The function spectre_python_add_module takes as its first argument the module, in our case DataStructures. Optionally, a list of SOURCES can be passed to the CMake function. If you specify SOURCES, you must also specify a LIBRARY_NAME. A good LIBRARY_NAME is the name of the C++ library for which bindings are being built prefixed with Py, e.g. PyDataStructures. If the Python module will only consist of Python files, then the SOURCES option should not be specified. Python files that should be part of the module can be passed with the keyword PYTHON_FILES. Finally, the MODULE_PATH named argument can be passed with a string that is the path to where the module should be. For example, MODULE_PATH "submodule0/submodule1/" would mean the module is accessed from python using import spectre.submodule0.submodule1.MODULE_NAME.

Here is a complete example of how to call the spectre_python_add_module function:

spectre_python_add_module(
Extra
LIBRARY_NAME "PyExtraDataStructures"
MODULE_PATH "DataStructures/"
SOURCES Bindings.cpp MyCoolDataStructure.cpp
PYTHON_FILES CoolPythonDataStructure.py
)

The library that is added has the name PyExtraDataStructures.
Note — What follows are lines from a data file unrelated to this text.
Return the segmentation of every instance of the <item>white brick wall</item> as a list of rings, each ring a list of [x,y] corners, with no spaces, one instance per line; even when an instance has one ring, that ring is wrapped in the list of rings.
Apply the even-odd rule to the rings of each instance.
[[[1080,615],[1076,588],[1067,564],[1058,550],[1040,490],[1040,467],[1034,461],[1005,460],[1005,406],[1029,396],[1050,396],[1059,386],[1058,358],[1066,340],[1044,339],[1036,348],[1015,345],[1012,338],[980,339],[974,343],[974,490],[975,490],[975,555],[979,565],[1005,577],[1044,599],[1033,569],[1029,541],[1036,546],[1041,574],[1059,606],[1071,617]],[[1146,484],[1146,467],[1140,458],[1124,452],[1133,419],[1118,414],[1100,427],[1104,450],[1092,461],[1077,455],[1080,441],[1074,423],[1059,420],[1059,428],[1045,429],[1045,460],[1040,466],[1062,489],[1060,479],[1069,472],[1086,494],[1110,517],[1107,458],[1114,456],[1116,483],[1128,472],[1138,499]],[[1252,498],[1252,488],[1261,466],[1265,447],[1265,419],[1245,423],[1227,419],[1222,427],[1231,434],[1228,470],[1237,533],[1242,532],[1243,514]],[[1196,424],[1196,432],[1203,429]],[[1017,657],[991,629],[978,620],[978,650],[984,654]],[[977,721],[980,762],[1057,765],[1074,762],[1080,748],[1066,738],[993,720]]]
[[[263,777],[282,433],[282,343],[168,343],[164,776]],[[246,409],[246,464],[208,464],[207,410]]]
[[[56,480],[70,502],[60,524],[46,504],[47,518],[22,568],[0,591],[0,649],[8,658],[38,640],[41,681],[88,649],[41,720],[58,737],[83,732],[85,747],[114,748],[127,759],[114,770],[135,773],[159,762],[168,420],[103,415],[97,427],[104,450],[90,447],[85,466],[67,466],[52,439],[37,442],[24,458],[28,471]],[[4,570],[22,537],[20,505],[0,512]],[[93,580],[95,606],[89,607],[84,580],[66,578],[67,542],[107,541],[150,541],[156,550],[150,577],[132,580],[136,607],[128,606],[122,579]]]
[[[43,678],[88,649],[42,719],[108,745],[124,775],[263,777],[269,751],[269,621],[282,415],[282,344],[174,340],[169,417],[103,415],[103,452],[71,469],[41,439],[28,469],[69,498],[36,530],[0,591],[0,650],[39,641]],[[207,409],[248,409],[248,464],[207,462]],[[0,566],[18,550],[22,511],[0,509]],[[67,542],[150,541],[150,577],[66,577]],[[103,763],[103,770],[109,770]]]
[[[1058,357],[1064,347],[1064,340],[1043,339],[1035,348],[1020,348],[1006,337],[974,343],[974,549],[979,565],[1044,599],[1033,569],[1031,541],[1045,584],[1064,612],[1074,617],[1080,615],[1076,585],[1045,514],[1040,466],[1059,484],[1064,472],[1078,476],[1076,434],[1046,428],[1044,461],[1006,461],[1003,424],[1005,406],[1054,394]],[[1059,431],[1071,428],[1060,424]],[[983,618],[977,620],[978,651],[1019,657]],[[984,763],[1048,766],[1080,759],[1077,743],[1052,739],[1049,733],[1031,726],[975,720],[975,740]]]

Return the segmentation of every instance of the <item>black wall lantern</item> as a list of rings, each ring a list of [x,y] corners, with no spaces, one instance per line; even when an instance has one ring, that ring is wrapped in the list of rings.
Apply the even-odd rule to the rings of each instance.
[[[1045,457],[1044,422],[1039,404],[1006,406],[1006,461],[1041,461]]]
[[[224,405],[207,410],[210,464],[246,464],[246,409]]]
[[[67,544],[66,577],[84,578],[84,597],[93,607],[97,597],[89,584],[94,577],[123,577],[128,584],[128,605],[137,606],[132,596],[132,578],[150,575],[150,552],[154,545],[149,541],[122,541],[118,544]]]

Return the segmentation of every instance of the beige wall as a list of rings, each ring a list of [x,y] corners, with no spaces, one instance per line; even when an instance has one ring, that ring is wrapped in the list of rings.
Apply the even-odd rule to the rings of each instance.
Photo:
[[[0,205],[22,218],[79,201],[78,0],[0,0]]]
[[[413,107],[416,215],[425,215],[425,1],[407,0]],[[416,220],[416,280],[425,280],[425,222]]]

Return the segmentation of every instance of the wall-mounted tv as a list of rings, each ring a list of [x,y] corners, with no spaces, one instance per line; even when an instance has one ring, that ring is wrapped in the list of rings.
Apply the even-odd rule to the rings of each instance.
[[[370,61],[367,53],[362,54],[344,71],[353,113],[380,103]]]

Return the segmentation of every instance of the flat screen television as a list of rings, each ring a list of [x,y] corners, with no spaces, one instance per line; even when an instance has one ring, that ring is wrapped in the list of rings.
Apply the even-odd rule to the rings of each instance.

Make sure to call spectre_python_link_libraries for every Python module that compiles SOURCES. For example,

spectre_python_link_libraries(
PyExtraDataStructures
PRIVATE
ExtraDataStructures
pybind11::module
)

You may also call spectre_python_add_dependencies for Python modules that have SOURCES, e.g.

spectre_python_add_dependencies(
PyExtraDataStructures
PyDataStructures
)

Note that these functions will skip adding or configure any C++ libraries if the BUILD_PYTHON_BINDINGS flag is OFF.

Writing Bindings

Once a python module has been added you can write the actual bindings. You should structure your bindings directory to reflect the structure of the library you're writing bindings for. For example, say we want bindings for DataVector and Matrix then we should have one source file for each class's bindings inside src/DataStructures/Python. The functions that generate the bindings should be in the py_bindings namespace and have a reasonable name such as bind_datavector. There should be a file named Bindings.cpp which calls all the bind_* functions. The Bindings.cpp file is quite simple and should include <pybind11/pybind11.h>, forward declare the bind_* functions, and then have a PYBIND11_MODULE function. For example,

#include <pybind11/pybind11.h>
namespace py = pybind11;
namespace py_bindings {
void bind_datavector(py::module& m);
} // namespace py_bindings
PYBIND11_MODULE(_Pybindings, m) {
py_bindings::bind_datavector(m);
}

Note that the library name is passed to PYBIND11_MODULE and is prefixed with an underscore. The underscore is important and the library name must be the same that is passed as LIBRARY_NAME to spectre_python_add_module (see above).

The DataVector bindings serve as an example with code comments on how to write bindings for a class. There is also extensive documentation available directly from pybind11.

If you are binding a library full of similarly structured free functions, such as libraries in src/PointwiseFunctions/, you can bind all functions directly in the Bindings.cpp file to avoid unnecessary boilerplate code. See src/PointwiseFunctions/GeneralRelativity/Python/Bindings.cpp for an example.

Note
Exceptions should be allowed to propagate through the bindings so that error handling via exceptions is possible from python rather than having the python interpreter being killed with a call to abort.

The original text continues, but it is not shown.